0
votes

Consider the following code block

// self is a UIViewController
let f = self.view.window?.rootViewController?.view.frame

Here f is an Optional wrapping CGRect. As far as I can understand,

  • view is implicitly unwrapped property.(i.e. UIView!).
  • We access the window property of it with optionally unwrapping the optional window property of view. If it has value then access its rootViewController property else do nothing.
  • Similarly we optionally unwrap rootViewController and access its view property.

  • Finally we get frame of view.

Since any of the window or rootViewController can be nil, frame is an Optional.

Am I understanding it correctly. Also why the view property of UIViewcontroller is optional?

2
view of this: rootViewController?.view?Bista
@Mr.Bista view is not optional. it is implicitly unwrapped optional. It can't be nil therefore you can't optional chain it.Leo Dabus
Ya, that's why i was asking.Bista

2 Answers

0
votes

Yes, your understanding is correct.

“Specifically, the result of an optional chaining call is of the same type as the expected return value, but wrapped in an optional. A property that normally returns an Int will return an Int? when accessed through optional chaining.”

Excerpt From: Apple Inc. “The Swift Programming Language (Swift 3.0.1).” iBooks.

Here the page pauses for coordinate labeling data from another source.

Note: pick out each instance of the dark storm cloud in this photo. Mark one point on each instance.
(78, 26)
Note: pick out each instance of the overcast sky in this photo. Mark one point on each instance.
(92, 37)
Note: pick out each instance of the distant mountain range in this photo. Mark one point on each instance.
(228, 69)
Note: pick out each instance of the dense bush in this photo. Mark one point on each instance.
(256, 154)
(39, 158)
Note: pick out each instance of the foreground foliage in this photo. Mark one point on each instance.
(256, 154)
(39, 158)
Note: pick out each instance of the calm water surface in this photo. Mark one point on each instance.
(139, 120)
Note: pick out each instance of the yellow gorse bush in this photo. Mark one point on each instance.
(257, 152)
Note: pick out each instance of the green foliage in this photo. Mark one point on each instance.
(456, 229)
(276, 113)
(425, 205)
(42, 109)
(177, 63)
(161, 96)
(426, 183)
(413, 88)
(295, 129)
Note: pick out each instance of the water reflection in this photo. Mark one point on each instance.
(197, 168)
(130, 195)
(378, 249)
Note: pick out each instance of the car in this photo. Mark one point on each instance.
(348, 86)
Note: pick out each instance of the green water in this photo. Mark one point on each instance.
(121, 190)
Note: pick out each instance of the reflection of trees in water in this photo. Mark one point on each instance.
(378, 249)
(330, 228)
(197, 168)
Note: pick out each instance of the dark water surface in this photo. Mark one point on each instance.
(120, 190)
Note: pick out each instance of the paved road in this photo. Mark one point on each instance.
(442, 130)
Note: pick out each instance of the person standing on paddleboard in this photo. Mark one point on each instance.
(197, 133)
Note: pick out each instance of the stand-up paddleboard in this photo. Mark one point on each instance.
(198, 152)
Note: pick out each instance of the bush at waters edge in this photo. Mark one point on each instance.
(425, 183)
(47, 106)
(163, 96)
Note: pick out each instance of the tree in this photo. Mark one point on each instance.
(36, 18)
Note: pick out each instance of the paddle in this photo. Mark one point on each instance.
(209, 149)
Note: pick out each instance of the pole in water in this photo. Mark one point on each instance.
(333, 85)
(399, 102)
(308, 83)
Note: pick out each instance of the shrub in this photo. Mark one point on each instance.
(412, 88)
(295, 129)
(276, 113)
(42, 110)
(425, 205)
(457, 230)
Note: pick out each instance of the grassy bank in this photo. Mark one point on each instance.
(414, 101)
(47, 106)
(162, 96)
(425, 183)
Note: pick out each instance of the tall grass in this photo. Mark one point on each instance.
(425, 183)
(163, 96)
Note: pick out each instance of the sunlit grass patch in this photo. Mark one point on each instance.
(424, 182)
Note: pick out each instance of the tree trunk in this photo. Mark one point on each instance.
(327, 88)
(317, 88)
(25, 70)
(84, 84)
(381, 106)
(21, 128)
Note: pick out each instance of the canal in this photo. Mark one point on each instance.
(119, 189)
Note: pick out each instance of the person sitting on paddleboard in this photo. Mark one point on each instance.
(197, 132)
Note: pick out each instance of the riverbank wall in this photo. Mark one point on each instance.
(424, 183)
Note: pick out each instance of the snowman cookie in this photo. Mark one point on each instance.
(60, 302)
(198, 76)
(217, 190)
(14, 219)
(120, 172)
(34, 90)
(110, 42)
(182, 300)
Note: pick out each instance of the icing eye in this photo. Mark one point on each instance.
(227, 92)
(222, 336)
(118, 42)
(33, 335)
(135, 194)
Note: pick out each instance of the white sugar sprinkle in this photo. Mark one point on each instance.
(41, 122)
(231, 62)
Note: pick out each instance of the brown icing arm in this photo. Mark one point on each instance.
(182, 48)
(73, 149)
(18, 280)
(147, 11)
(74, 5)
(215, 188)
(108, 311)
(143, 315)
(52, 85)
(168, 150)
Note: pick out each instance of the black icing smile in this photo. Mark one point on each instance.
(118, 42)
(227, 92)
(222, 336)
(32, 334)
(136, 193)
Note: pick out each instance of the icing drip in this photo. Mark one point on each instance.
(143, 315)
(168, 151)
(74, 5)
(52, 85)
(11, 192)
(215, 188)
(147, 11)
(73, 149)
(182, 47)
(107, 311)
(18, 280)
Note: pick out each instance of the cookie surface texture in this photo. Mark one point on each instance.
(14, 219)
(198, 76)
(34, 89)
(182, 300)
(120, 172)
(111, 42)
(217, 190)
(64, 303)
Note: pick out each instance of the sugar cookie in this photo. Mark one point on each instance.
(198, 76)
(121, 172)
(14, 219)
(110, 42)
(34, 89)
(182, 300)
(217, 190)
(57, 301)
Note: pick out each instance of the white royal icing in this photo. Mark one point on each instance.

UIViewController implements lazy loading of its view. The loadView method is responsible for either loading the view hierarchy (from a NIB or Storyboard scene) or creating it through code. As a result, view will be nil between initialisation and when the view propery is first referenced.

0
votes

view is implicitly unwrapped property.(i.e. UIView!).

Correct.

We access the window property of it with optionally unwrapping the optional window property of view. If it has value then access its rootViewController property else do nothing.

The first part is correct, but the second part is a little wrong. If window does not have a value i.e. nil, the code does not do nothing. The whole expression evaluates to nil. In this case, nil will be assigned to f.

Similarly we optionally unwrap rootViewController and access its view property.

Finally we get frame of view.

That's right.

Since any of the window or rootViewController can be nil, frame is an Optional.

Technically, no. frame is still a non-optional type. It only seems like an optional because all those unwrapping you did. f is an optional though.

Also why the view property of UIViewcontroller is optional?

The purpose of UIViewController is to control and manage a UIView. When UIViewController is initialized, there isn't neccessarily a view for it to manage! The view is loaded just before viewDidLoad is called (in the loadView method). That's why you do all the adding subviews code in viewDidLoad instead of in the initializer.